At 35 degrees C, Kc = 1.6x10^-5 for the reaction:

2NOCl(g),<--> 2NO(g) + Cl2(g)

Calculate the concentrations of all species at equilibrium for each of the following origional mixtures.

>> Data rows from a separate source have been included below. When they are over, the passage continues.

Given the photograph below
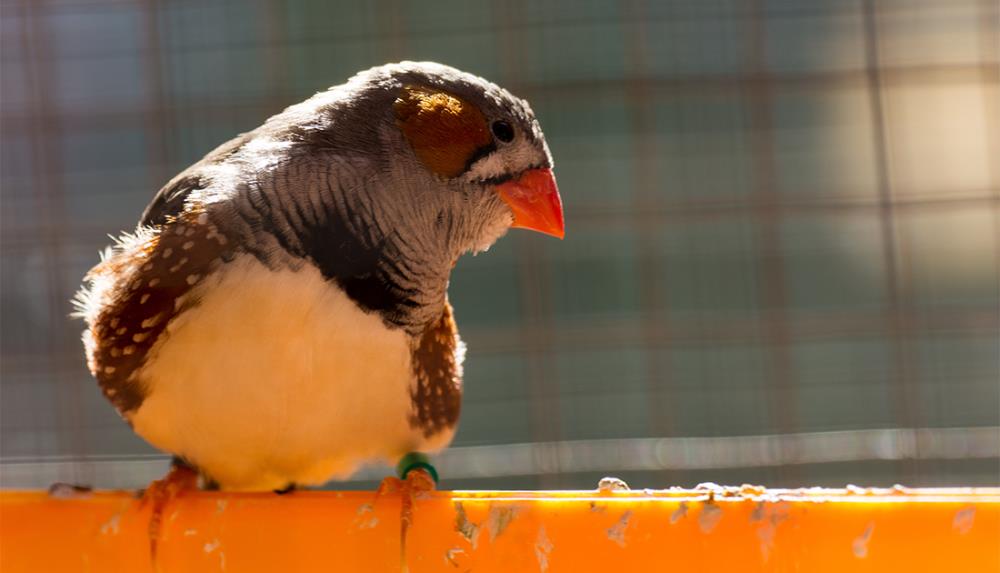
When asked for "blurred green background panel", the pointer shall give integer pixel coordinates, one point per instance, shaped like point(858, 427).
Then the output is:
point(783, 225)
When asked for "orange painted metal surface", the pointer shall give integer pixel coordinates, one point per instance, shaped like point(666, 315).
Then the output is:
point(708, 529)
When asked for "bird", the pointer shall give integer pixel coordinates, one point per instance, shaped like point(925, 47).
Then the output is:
point(279, 316)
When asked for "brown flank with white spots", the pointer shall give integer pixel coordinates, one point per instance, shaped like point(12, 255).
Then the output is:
point(149, 281)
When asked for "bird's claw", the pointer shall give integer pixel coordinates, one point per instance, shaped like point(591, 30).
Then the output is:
point(180, 478)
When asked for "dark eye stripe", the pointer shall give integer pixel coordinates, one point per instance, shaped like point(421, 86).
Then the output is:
point(502, 131)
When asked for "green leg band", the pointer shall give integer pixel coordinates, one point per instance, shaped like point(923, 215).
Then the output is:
point(412, 461)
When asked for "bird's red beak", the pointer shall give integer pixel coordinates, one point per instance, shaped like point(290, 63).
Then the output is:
point(534, 199)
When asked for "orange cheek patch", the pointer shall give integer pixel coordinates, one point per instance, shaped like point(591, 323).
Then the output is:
point(444, 131)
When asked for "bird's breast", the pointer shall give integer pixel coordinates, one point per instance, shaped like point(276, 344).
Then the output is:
point(277, 376)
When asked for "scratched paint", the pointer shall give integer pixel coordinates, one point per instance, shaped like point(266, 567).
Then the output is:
point(679, 513)
point(964, 520)
point(468, 529)
point(499, 517)
point(364, 517)
point(111, 525)
point(543, 547)
point(709, 517)
point(860, 544)
point(616, 532)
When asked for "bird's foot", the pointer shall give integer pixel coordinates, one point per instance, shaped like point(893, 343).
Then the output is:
point(417, 478)
point(180, 478)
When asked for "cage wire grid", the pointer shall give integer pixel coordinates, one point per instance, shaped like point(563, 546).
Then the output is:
point(783, 226)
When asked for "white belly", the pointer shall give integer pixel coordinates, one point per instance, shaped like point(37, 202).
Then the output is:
point(277, 377)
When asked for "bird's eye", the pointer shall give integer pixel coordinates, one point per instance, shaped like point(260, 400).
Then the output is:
point(503, 131)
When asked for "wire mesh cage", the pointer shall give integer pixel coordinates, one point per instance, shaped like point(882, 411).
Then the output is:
point(783, 216)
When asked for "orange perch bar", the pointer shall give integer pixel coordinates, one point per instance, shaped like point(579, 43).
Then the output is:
point(705, 529)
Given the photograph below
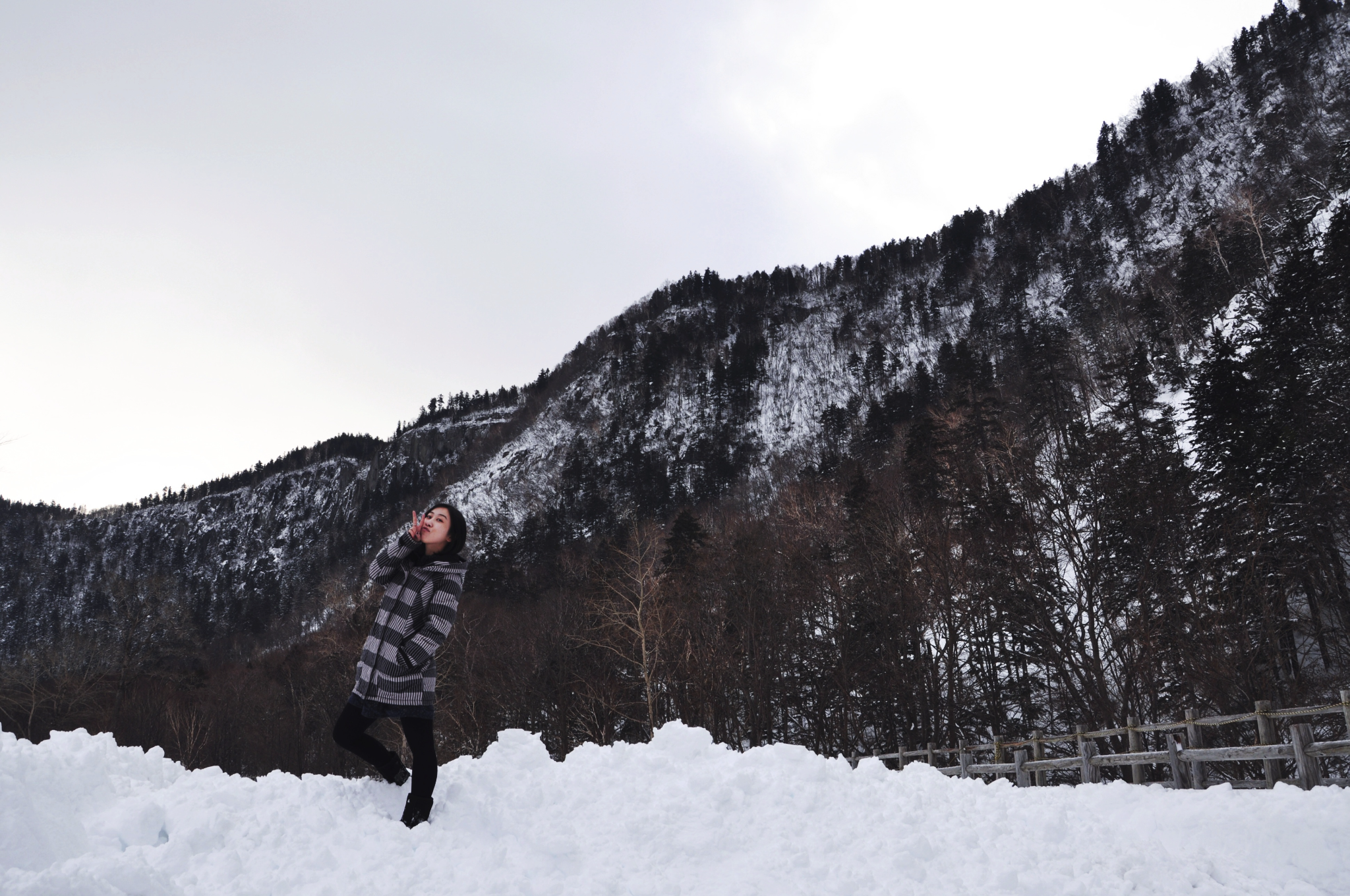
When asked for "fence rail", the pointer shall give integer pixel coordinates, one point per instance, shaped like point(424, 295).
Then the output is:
point(1185, 759)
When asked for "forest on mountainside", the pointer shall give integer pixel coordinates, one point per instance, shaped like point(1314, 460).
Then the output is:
point(1076, 461)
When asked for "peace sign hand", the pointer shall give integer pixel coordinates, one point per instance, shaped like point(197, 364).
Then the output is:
point(417, 528)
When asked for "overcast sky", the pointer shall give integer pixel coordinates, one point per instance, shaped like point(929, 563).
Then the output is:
point(233, 229)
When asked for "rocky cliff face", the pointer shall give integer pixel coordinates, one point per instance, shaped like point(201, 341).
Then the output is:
point(716, 387)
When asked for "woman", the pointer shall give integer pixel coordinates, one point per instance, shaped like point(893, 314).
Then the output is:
point(396, 677)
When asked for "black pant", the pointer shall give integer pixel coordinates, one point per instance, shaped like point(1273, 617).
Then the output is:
point(350, 733)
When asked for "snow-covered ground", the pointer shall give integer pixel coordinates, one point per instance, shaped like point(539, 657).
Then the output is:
point(680, 816)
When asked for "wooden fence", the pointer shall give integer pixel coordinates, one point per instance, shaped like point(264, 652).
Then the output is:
point(1185, 759)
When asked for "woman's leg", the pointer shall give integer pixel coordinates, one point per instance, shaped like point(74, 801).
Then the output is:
point(350, 735)
point(423, 746)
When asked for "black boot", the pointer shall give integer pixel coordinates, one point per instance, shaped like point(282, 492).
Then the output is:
point(393, 771)
point(416, 810)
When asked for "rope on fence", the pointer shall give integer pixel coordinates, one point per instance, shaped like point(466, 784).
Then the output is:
point(1159, 726)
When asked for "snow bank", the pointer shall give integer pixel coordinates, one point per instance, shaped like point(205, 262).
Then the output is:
point(681, 816)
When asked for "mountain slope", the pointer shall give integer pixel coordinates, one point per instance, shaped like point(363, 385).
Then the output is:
point(1075, 459)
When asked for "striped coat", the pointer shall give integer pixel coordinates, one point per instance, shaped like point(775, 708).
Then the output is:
point(399, 661)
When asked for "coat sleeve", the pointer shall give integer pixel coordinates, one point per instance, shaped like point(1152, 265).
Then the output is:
point(385, 565)
point(422, 644)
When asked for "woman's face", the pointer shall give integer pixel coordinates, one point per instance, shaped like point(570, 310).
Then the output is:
point(438, 526)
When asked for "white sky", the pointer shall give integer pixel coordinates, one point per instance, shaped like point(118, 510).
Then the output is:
point(233, 229)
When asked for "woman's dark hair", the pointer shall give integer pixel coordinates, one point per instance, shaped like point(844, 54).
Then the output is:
point(458, 528)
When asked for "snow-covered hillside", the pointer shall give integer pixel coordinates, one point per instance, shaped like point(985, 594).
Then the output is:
point(80, 816)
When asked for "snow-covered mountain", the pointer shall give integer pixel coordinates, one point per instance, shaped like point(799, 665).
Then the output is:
point(715, 389)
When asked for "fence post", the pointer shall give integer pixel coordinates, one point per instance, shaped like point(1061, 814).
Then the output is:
point(1267, 735)
point(1179, 773)
point(1310, 775)
point(1195, 740)
point(1088, 773)
point(1137, 771)
point(1024, 779)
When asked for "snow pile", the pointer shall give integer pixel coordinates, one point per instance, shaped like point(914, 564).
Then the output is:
point(680, 816)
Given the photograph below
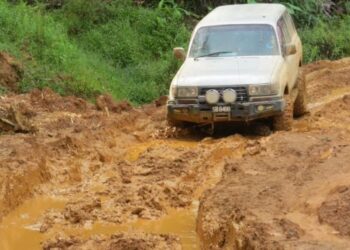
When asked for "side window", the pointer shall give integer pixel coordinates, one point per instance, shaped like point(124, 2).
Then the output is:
point(285, 35)
point(289, 22)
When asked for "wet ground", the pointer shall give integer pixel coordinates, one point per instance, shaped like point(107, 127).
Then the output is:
point(78, 176)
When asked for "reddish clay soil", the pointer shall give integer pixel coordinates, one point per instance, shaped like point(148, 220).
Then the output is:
point(114, 164)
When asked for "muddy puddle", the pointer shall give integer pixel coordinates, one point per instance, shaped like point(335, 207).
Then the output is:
point(21, 230)
point(335, 94)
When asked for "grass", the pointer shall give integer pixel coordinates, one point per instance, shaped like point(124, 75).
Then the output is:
point(127, 54)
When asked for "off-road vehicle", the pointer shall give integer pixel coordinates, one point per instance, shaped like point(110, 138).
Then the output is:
point(243, 64)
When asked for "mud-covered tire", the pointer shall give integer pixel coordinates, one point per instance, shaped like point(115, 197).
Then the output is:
point(300, 104)
point(285, 120)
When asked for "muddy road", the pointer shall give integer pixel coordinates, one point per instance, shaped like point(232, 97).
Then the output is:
point(108, 176)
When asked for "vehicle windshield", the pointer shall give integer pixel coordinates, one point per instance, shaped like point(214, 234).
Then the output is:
point(235, 40)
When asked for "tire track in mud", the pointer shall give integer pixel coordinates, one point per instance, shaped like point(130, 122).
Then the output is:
point(112, 177)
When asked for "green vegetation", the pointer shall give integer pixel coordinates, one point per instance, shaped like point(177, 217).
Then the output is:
point(88, 47)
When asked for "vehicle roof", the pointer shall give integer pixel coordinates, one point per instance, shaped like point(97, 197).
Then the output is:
point(244, 14)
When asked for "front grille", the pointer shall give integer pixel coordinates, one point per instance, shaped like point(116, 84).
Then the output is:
point(242, 93)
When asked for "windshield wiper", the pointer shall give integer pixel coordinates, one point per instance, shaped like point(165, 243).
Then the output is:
point(214, 54)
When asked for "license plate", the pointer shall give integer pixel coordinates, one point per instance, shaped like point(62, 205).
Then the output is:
point(221, 109)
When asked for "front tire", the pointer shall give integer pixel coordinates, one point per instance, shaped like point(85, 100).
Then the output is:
point(300, 104)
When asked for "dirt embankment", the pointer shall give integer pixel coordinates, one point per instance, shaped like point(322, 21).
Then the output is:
point(113, 165)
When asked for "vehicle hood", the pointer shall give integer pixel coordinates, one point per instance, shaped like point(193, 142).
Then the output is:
point(227, 71)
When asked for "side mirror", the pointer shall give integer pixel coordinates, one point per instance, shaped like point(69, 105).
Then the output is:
point(290, 49)
point(179, 53)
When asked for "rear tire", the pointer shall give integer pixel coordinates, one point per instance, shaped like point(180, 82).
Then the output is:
point(285, 120)
point(174, 123)
point(300, 104)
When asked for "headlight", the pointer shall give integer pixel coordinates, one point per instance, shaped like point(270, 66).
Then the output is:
point(186, 92)
point(212, 96)
point(266, 89)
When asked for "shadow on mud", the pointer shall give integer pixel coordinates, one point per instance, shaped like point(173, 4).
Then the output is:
point(220, 130)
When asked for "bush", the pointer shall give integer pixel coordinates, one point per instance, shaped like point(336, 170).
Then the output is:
point(327, 40)
point(91, 46)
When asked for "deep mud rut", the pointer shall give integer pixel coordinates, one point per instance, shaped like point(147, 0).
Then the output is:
point(78, 176)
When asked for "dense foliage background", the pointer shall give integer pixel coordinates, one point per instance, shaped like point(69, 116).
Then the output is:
point(124, 47)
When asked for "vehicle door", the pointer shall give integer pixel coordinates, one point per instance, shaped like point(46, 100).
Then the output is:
point(290, 61)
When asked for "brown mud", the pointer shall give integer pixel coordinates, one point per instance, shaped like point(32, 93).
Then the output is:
point(80, 176)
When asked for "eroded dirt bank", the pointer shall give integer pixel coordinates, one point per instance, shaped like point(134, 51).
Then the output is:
point(78, 176)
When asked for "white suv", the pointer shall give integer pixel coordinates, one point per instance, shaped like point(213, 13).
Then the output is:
point(243, 64)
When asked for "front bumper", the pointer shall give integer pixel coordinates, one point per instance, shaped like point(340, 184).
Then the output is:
point(202, 113)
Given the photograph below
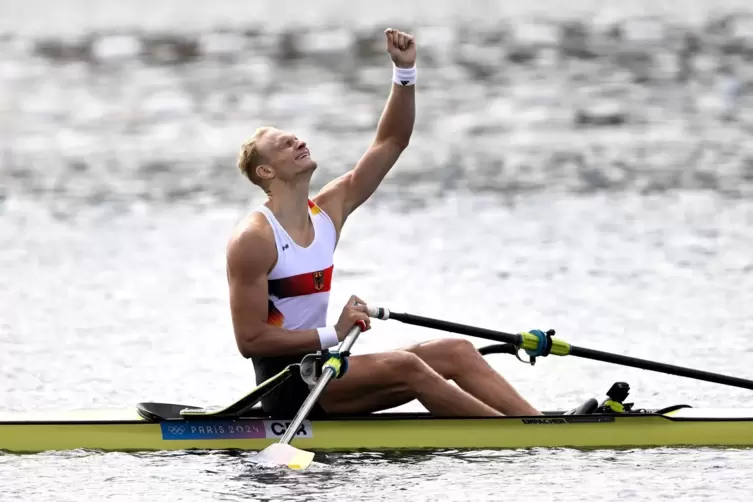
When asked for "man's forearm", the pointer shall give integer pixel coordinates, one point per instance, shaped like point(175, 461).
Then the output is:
point(272, 341)
point(398, 117)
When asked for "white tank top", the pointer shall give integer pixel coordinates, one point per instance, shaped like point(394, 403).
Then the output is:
point(300, 281)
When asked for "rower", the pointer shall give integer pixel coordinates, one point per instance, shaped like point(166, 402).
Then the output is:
point(279, 271)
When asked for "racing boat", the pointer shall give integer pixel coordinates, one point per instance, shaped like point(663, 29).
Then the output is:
point(611, 423)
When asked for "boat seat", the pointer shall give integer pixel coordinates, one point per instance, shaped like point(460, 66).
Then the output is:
point(586, 408)
point(156, 412)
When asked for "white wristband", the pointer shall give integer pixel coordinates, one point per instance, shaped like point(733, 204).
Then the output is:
point(404, 76)
point(327, 337)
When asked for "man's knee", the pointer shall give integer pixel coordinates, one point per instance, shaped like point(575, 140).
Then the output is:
point(405, 364)
point(445, 349)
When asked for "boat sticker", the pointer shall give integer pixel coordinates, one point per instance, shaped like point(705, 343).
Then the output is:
point(575, 419)
point(544, 421)
point(230, 429)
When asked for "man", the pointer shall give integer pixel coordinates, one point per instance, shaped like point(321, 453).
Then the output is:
point(279, 268)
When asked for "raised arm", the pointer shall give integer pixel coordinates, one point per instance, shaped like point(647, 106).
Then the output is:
point(343, 195)
point(251, 254)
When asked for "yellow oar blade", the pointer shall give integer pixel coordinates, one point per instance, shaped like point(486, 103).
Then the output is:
point(282, 454)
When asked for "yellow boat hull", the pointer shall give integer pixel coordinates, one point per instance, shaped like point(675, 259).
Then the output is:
point(127, 431)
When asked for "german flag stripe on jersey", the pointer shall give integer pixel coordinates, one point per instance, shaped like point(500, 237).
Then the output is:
point(302, 284)
point(314, 208)
point(274, 316)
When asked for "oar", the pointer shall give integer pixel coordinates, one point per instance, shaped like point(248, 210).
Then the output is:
point(538, 344)
point(283, 453)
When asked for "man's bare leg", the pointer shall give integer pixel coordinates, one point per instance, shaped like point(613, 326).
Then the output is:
point(457, 359)
point(381, 381)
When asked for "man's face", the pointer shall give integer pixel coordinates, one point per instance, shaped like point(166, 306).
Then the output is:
point(287, 155)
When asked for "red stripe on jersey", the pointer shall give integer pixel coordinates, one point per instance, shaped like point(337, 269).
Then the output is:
point(274, 316)
point(302, 284)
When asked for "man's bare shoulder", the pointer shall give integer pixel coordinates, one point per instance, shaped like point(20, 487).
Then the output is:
point(251, 246)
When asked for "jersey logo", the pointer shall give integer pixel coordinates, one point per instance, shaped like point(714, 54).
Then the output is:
point(318, 280)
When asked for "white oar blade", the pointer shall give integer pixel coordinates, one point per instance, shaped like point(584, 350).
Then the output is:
point(282, 454)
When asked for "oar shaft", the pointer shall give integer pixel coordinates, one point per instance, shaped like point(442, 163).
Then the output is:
point(462, 329)
point(670, 369)
point(327, 374)
point(561, 348)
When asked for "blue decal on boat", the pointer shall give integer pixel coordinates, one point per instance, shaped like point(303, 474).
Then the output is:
point(213, 429)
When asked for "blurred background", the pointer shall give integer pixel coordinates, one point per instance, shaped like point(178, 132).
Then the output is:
point(585, 166)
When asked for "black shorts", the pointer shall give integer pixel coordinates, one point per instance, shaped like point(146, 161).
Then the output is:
point(285, 401)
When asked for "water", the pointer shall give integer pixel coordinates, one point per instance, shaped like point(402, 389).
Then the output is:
point(605, 196)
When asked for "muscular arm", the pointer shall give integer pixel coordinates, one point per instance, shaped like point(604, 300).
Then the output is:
point(343, 195)
point(250, 256)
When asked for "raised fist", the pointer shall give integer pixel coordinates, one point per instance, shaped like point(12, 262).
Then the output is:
point(401, 47)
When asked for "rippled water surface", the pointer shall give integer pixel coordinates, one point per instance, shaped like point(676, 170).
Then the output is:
point(590, 172)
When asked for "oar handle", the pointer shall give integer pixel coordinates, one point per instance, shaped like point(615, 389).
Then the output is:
point(328, 372)
point(378, 312)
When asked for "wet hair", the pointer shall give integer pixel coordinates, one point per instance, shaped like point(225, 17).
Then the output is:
point(250, 157)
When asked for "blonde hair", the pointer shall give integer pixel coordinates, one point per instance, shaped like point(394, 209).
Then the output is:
point(250, 157)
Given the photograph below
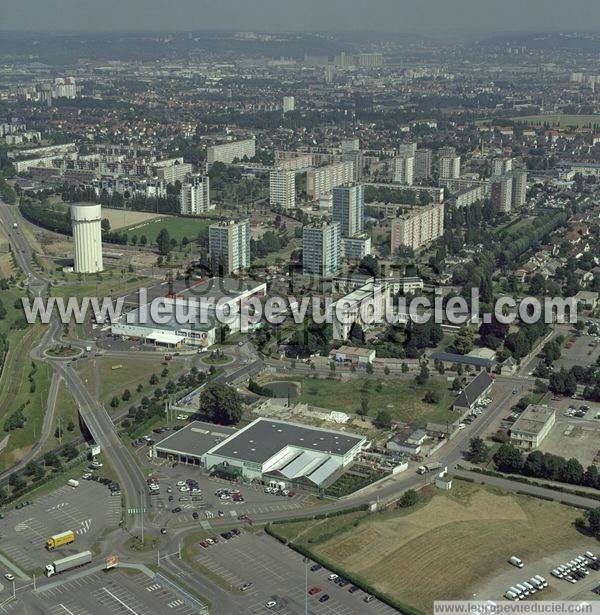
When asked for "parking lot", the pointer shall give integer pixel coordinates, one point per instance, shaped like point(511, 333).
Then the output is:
point(558, 588)
point(277, 573)
point(86, 510)
point(114, 592)
point(206, 503)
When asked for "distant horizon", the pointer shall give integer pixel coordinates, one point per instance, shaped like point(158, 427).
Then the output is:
point(278, 16)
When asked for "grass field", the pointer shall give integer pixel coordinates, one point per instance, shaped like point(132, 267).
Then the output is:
point(402, 398)
point(64, 412)
point(121, 218)
point(561, 120)
point(444, 548)
point(178, 228)
point(105, 383)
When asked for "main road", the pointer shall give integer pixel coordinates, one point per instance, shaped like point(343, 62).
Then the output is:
point(92, 413)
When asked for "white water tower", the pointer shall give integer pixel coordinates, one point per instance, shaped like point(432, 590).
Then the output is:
point(86, 219)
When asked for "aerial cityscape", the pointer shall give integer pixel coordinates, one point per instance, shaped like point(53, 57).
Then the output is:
point(299, 308)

a. 1.00 mol NOCl in a 1.0 L container

b. 1.00 mol NO and 0.50 mol Cl2 in a 1.0 L container

c. 1.00 mol NO and 0.75 mol Cl2 in a 1.0 L container

The answers are: a. [NOCl]= 1.0M, [NO]= 0.032M, [Cl2]= 0.016M; b. [NOCl]= 1.0M, [NO]= 0.032M, [Cl2]= 0.016M; c. [NOCl]= 1.0M, [NO]= 0.00080M, [Cl2]= 0.25M

Please show work!!

Answer 1

For the 1^st case, Concentration of NOCl= 1/1=1M

The reaction is 2NOCl(g) <------>2NO(g)+ Cl2(g)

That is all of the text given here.